Merging graphs¶
Graphs share blank nodes only if they are derived from graphs described by documents or other structures (such as an RDF dataset) that explicitly provide for the sharing of blank nodes between different RDF graphs. Simply downloading a web document does not mean that the blank nodes in a resulting RDF graph are the same as the blank nodes coming from other downloads of the same document or from the same RDF source.
RDF applications which manipulate concrete syntaxes for RDF which use blank node identifiers should take care to keep track of the identity of the blank nodes they identify. Blank node identifiers often have a local scope, so when RDF from different sources is combined, identifiers may have to be changed in order to avoid accidental conflation of distinct blank nodes.

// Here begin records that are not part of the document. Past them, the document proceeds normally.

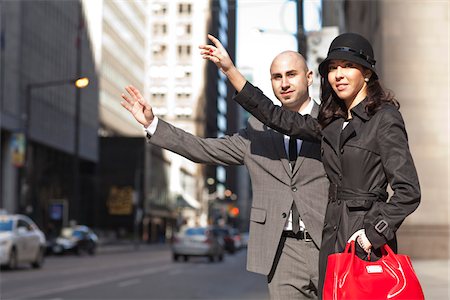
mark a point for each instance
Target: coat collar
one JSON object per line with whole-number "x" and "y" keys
{"x": 360, "y": 110}
{"x": 336, "y": 137}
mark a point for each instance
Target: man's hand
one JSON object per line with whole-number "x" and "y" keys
{"x": 219, "y": 55}
{"x": 136, "y": 104}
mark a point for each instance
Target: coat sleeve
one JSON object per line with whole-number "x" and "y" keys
{"x": 282, "y": 120}
{"x": 228, "y": 150}
{"x": 382, "y": 223}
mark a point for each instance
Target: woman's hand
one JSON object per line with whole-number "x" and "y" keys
{"x": 136, "y": 104}
{"x": 362, "y": 240}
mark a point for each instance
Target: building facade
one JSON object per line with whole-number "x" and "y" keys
{"x": 49, "y": 145}
{"x": 411, "y": 45}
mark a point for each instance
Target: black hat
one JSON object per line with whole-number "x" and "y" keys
{"x": 352, "y": 47}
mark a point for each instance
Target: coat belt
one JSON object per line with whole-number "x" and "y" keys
{"x": 336, "y": 192}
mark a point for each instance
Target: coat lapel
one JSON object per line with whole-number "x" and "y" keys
{"x": 305, "y": 145}
{"x": 331, "y": 134}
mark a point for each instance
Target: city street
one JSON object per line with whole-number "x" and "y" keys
{"x": 147, "y": 273}
{"x": 122, "y": 272}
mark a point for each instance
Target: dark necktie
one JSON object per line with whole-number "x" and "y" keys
{"x": 293, "y": 153}
{"x": 295, "y": 218}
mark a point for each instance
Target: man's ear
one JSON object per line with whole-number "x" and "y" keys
{"x": 309, "y": 77}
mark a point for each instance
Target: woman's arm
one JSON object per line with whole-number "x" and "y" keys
{"x": 382, "y": 223}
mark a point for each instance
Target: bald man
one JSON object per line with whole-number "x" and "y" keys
{"x": 288, "y": 180}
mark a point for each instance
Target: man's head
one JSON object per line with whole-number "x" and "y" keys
{"x": 290, "y": 79}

For example, two documents may both use the blank node identifier “_:x” to identify a blank node, but unless these documents are in a shared identifier scope or are derived from a common source, the occurrences of “_:x” in one document will identify a different blank node than the one in the graph described by the other document. When graphs are formed by combining RDF from multiple sources, it may be necessary to standardize apart the blank node identifiers by replacing them by others which do not occur in the other document(s).
(copied directly from https://www.w3.org/TR/rdf11-mt/#shared-blank-nodes-unions-and-merges)
In RDFLib, blank nodes are given unique IDs when parsing, so graph merging can be done by simply reading several files into the same graph:
from rdflib import Graph
graph = Graph()
graph.parse(input1)
graph.parse(input2)
graph
now contains the merged graph of input1
and input2
.
Note
However, the set-theoretic graph operations in RDFLib are assumed to be performed in sub-graphs of some larger data-base (for instance, in the context of a ConjunctiveGraph
) and assume shared blank node IDs, and therefore do NOT do correct merging, i.e.:
from rdflib import Graph
g1 = Graph()
g1.parse(input1)
g2 = Graph()
g2.parse(input2)
graph = g1 + g2
May cause unwanted collisions of blank-nodes in
graph
.